Henrik Bengtsson wrote:
> Note that there are two different Affymetrix 10K chip types, namely
> Mapping10K_Xba131 (aka 'Mapping 10K Array') and Mapping10K_Xba142 (aka
> 'Mapping 10K Array 2.0').  The probe sequence file you refer to seems
> to be for the former, which is a larger chip.  Details on the official
> Affymetrix CDFs (converted to binary though):
> 
>> library(aroma.affymetrix)
>> cdf <- AffymetrixCdfFile$byChipType("Mapping10K_Xba142")
>> cdf
> AffymetrixCdfFile:
> Path: annotationData/chipTypes/Mapping10K_Xba142
> Filename: Mapping10K_Xba142.cdf
> Filesize: 9.53MB
> Chip type: Mapping10K_Xba142
> RAM: 0.00MB
> File format: v4 (binary; XDA)
> Dimension: 658x658
> Number of cells: 432964
> Number of units: 10208
> Cells per unit: 42.41
> Number of QC units: 9
> 
>> cdf <- AffymetrixCdfFile$byChipType("Mapping10K_Xba131")
>> cdf
> AffymetrixCdfFile:
> Path: annotationData/chipTypes/Mapping10K_Xba131
> Filename: Mapping10K_Xba131.cdf
> Filesize: 10.79MB
> Chip type: Mapping10K_Xba131
> RAM: 0.00MB
> File format: v4 (binary; XDA)
> Dimension: 712x712
> Number of cells: 506944
> Number of units: 11564
> Cells per unit: 43.84
> Number of QC units: 9
> 
> FYI: I try to collect information about various Affymetrix chip types at:
> 
>   http://groups.google.com/group/aroma-affymetrix/web/documentation-on-chip-types
> 
> Final comment: I would like to emphasize the difference between 'chip
> type' and 'CDF'; a chip type refers to a unique product coming out of
> Affymetrix, whereas a CDF refers to an annotation of a chip type.
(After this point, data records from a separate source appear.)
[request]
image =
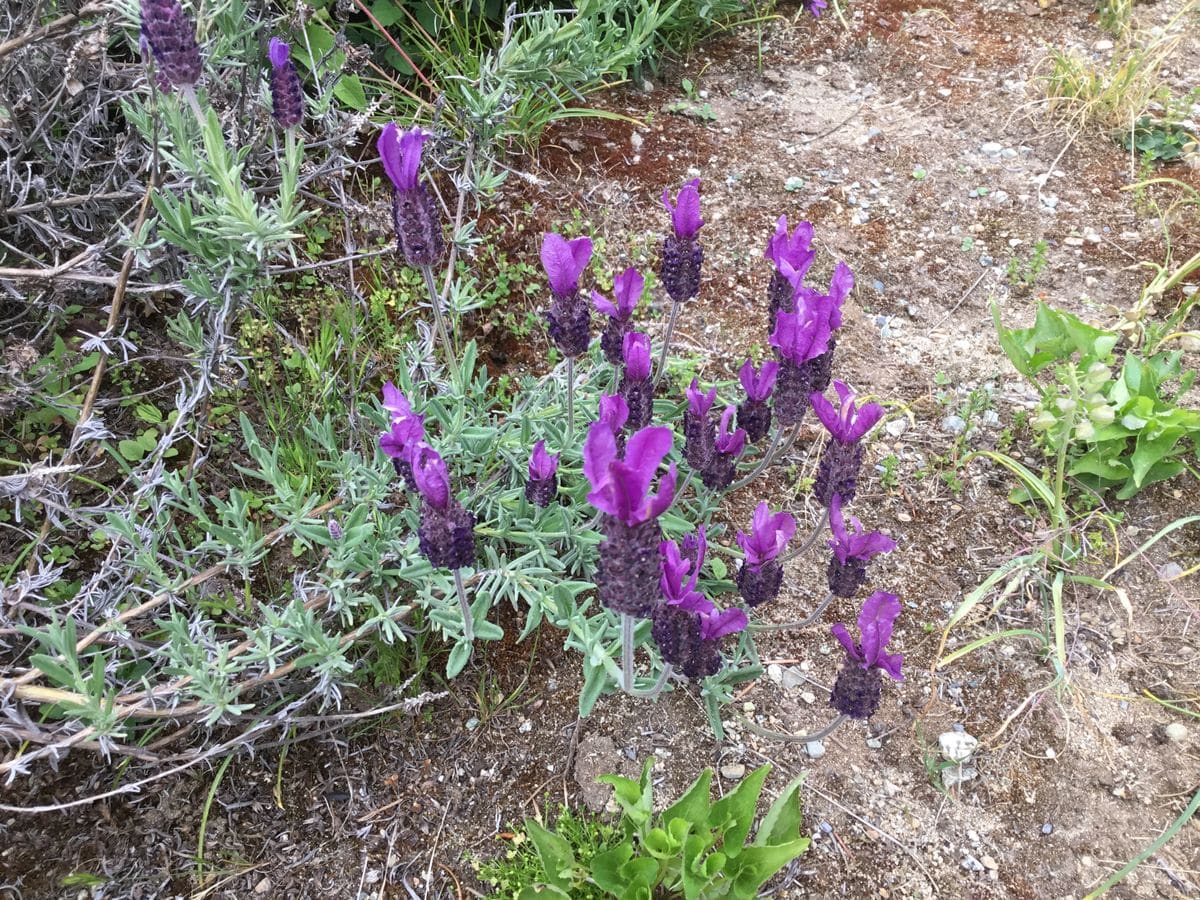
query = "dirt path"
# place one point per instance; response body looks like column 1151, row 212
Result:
column 915, row 148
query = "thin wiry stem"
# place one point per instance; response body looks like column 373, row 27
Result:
column 468, row 619
column 795, row 738
column 803, row 623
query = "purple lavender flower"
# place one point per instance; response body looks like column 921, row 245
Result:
column 682, row 253
column 627, row 288
column 172, row 39
column 851, row 551
column 843, row 457
column 287, row 95
column 569, row 317
column 690, row 639
column 628, row 573
column 543, row 483
column 858, row 689
column 820, row 369
column 727, row 447
column 761, row 574
column 795, row 250
column 407, row 431
column 447, row 534
column 699, row 431
column 413, row 209
column 801, row 336
column 754, row 413
column 636, row 387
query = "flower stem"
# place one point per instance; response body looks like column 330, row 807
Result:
column 627, row 653
column 795, row 738
column 759, row 628
column 817, row 531
column 468, row 619
column 666, row 342
column 441, row 324
column 570, row 401
column 767, row 459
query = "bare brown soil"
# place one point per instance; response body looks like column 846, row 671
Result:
column 1071, row 781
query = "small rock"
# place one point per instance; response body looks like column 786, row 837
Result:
column 957, row 745
column 954, row 425
column 959, row 774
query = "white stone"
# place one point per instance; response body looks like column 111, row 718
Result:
column 957, row 745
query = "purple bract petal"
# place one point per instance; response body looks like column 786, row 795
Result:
column 685, row 213
column 564, row 262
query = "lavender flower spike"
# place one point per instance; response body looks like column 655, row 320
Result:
column 761, row 574
column 843, row 457
column 628, row 574
column 851, row 551
column 543, row 483
column 727, row 447
column 858, row 689
column 627, row 288
column 754, row 413
column 699, row 431
column 447, row 534
column 172, row 39
column 682, row 253
column 287, row 95
column 414, row 210
column 795, row 250
column 570, row 321
column 636, row 387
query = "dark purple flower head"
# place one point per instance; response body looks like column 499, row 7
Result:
column 171, row 35
column 564, row 262
column 636, row 353
column 613, row 412
column 795, row 249
column 685, row 213
column 730, row 442
column 431, row 477
column 543, row 465
column 849, row 424
column 759, row 384
column 401, row 154
column 287, row 95
column 769, row 534
column 875, row 623
column 802, row 334
column 621, row 486
column 627, row 288
column 699, row 403
column 855, row 544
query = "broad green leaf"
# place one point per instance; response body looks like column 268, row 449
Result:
column 736, row 810
column 694, row 804
column 555, row 855
column 783, row 820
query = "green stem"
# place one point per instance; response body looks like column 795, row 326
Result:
column 441, row 324
column 468, row 619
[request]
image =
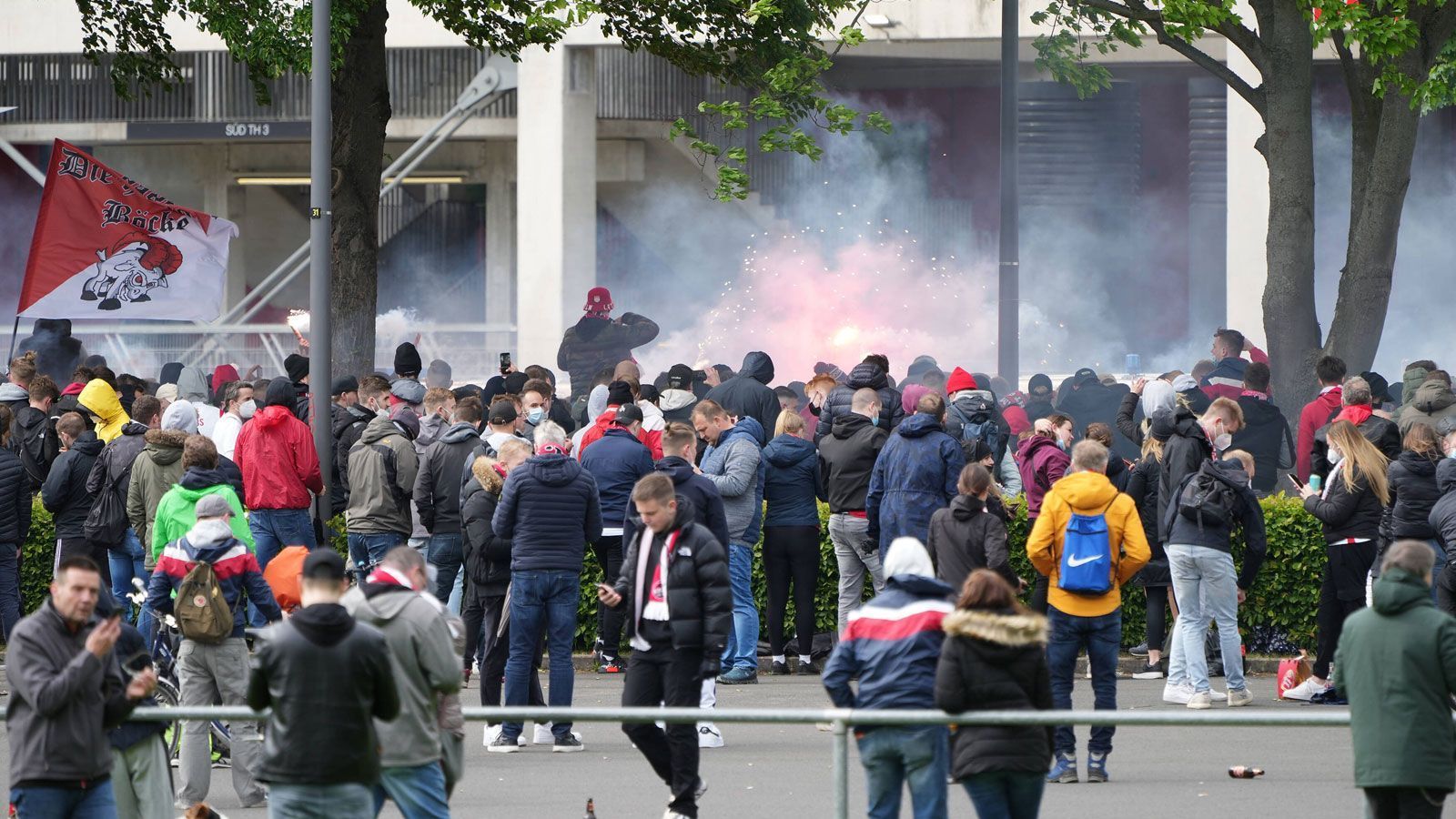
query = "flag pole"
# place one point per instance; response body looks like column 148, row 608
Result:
column 15, row 334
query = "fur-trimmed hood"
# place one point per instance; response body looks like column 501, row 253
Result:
column 484, row 471
column 1011, row 630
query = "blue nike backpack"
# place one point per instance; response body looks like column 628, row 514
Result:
column 1087, row 555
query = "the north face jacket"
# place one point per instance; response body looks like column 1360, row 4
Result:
column 152, row 475
column 842, row 398
column 177, row 511
column 749, row 395
column 735, row 467
column 383, row 468
column 915, row 475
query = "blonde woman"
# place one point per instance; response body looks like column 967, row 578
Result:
column 1350, row 508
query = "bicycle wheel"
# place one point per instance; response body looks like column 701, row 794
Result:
column 167, row 695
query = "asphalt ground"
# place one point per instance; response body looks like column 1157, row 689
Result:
column 785, row 770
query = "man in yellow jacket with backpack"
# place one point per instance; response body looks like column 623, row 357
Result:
column 1088, row 541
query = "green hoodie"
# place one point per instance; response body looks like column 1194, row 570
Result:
column 1397, row 663
column 177, row 513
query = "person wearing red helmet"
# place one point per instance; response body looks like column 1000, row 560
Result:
column 596, row 341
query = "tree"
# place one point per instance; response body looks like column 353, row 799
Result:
column 772, row 48
column 1398, row 62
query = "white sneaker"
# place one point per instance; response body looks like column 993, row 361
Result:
column 491, row 732
column 543, row 736
column 710, row 736
column 1178, row 694
column 1307, row 690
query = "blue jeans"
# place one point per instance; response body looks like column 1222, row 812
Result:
column 9, row 588
column 277, row 528
column 546, row 598
column 420, row 793
column 444, row 554
column 126, row 562
column 368, row 550
column 895, row 756
column 1441, row 564
column 743, row 640
column 1206, row 586
column 65, row 804
column 319, row 802
column 1005, row 794
column 1101, row 637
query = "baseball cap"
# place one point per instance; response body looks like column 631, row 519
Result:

> There can be many different CDFs for each chip type, but only one chip
> type per CDF.
> 
> Cheers
> 
> Henrik
> 
> On Thu, Jun 26, 2008 at 9:42 AM, James W. MacDonald
> <jmacdon at med.umich.edu> wrote:
>> Hi Michael,
>>
>> Michael Gormley wrote:
>>> I get an error when running the makePdInfoPackage function to make a
>>> PdInfo
>>> package for the 10K mapping array.  The output from the function reads:
>>>
>>>> makePdInfoPackage(pkg,destDir=".")
>>> Creating package in ./pd.mapping10k.xba142
>>> loadUnitsByBatch took 22.86 sec
>>> loadAffyCsv took 2.79 sec
>>> Error in sqliteExecStatement(con, statement, bind.data) :
>>>  RS-DBI driver: (RS_SQLite_exec: could not execute: PRIMARY KEY must be
>>> unique)
>>> In addition: Warning messages:
>>> 1: In is.na(v) : is.na() applied to non-(list or vector) of type 'NULL'
>>> 2: In is.na(v) : is.na() applied to non-(list or vector) of type 'NULL'
>>> 3: In is.na(v) : is.na() applied to non-(list or vector) of type 'NULL'
>>> Timing stopped at: 0.36 0.01 0.44
>> I have spent some time looking at this, and it appears that the problem is
>> due to inconsistencies between the cdf and probe sequence files. As far as I
>> can tell there are many probe locations ((x, y) coordinates) in the cdf that
>> don't exist in the probe sequence file, and vice versa.
>>
>> The function loadAffySeqCsv() reads in a chunk of data from the probe
>> sequence file, then matches the indices (computed from the (x, y)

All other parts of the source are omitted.